FMI Critica Políticas Econômicas de Trump e Alerta para Consequências de Cortes no Setor Público
O Fundo Monetário Internacional (FMI) intensificou suas críticas às políticas econômicas implementadas pelo presidente Donald Trump, destacando os riscos associados ao aumento das tarifas e os cortes na administração pública federal. Essas observações fazem parte da análise regular do organismo sobre a economia dos Estados Unidos.
Em um comunicado divulgado após reuniões com autoridades americanas, o FMI recomendou que o governo adotasse "um conjunto diferente de políticas" para mitigar os impactos negativos das tarifas sobre o crescimento econômico. A diretora-gerente do FMI, Kristalina Georgieva, expressou preocupações sobre o déficit comercial do país, mas ressaltou que o aumento das tarifas pode causar distorções na economia.
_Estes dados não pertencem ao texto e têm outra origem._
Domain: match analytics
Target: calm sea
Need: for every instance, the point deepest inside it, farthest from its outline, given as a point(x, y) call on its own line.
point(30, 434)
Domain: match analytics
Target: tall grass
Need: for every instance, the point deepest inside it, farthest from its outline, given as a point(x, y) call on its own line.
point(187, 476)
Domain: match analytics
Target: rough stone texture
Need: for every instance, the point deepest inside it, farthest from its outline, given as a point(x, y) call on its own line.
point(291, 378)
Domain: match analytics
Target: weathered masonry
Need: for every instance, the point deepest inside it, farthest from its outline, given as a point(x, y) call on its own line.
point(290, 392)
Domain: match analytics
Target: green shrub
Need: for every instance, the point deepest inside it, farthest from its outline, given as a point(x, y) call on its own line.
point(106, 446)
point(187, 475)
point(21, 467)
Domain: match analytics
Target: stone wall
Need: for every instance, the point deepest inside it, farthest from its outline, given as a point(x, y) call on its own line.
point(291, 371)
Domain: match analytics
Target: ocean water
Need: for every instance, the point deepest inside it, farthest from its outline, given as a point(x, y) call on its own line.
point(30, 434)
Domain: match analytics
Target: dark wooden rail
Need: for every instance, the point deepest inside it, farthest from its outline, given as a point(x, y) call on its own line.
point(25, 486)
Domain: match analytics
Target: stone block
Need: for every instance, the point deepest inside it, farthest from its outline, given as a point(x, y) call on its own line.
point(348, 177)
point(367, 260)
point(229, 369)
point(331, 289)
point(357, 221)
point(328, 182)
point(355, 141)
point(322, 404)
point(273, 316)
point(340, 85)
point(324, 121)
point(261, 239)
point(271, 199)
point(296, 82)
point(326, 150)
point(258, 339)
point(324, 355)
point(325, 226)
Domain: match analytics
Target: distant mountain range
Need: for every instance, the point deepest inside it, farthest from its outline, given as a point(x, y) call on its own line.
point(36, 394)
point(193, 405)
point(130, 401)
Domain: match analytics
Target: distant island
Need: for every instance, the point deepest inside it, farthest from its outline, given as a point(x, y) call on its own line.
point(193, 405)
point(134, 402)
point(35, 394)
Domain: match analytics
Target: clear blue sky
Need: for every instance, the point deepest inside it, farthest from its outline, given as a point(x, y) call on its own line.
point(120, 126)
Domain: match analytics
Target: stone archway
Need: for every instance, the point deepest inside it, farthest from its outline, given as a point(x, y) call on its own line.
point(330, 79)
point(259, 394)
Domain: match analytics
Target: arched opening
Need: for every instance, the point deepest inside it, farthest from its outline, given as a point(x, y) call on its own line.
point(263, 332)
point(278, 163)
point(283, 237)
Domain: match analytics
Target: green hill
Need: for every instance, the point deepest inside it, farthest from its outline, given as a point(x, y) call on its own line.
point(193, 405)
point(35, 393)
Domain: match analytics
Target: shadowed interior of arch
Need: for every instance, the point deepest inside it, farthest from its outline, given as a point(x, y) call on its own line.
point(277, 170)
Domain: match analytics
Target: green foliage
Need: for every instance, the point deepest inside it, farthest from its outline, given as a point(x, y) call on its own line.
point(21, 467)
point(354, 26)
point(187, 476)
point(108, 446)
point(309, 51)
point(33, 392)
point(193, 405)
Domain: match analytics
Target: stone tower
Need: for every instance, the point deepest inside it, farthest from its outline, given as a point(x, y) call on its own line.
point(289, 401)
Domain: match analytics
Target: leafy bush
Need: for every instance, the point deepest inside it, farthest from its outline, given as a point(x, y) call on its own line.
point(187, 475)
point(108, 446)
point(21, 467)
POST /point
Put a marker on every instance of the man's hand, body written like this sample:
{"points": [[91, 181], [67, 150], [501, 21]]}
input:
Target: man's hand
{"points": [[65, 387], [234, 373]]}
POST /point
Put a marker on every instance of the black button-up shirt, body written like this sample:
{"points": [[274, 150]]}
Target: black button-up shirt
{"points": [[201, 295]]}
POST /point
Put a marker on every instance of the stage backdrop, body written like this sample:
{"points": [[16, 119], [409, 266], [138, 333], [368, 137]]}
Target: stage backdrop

Georgieva enfatizou que essas medidas têm "efeito negativo sobre a oferta" e podem se tornar um "obstáculo ao crescimento sustentável". Essa crítica surge em meio à intensificação das políticas tarifárias de Trump, mesmo após a Suprema Corte dos Estados Unidos ter considerado ilegal o uso de poderes emergenciais para impor tarifas elevadas. A próxima avaliação formal do FMI, conhecida como consulta do Artigo 4, deverá levar em conta os efeitos dessa decisão judicial e das novas tarifas.
Cortes na Administração Pública Preocupam o FMI
Além das tarifas, o FMI manifestou sua preocupação em relação à redução do número de servidores federais. Segundo Nigel Chalk, diretor do departamento do Hemisfério Ocidental do FMI, cerca de 15% da força de trabalho federal foi eliminada no último ano. Para a instituição, essa diminuição pode afetar funções essenciais, como supervisão regulatória, produção de estatísticas oficiais e arrecadação tributária.
"Queremos garantir que isso não impacte funções essenciais", afirmou Chalk, ressaltando que áreas como a coleta de impostos e a produção de dados governamentais frequentemente enfrentam subfinanciamento, apesar de serem consideradas "bens públicos muito importantes".
Mudanças em Órgãos Técnicos Agravam a Situação
As observações do FMI ocorrem em um momento de instabilidade nos órgãos técnicos do governo. Vários altos funcionários da Receita Federal dos EUA (IRS) deixaram seus cargos desde o retorno de Trump ao poder. O presidente também demitiu Erika McEntarfer, ex-comissária do Bureau of Labor Statistics, alegando manipulação política de dados de emprego — uma acusação que não foi comprovada.
No âmbito regulatório, a vice-presidente de supervisão do Federal Reserve, Michelle Bowman, indicada por Trump, anunciou planos de reduzir em 30% o pessoal regulatório baseado em Washington. Ao comentar a situação, Georgieva reiterou a necessidade de preservar a capacidade técnica do Estado. "Instituições fortes são fundamentais para uma boa tomada de decisão política, especialmente para entender a realidade do país", concluiu.
Com a pressão do FMI e as mudanças em curso, o futuro das políticas econômicas dos Estados Unidos está mais uma vez em evidência, e a expectativa é que novos desdobramentos ocorram nos próximos dias.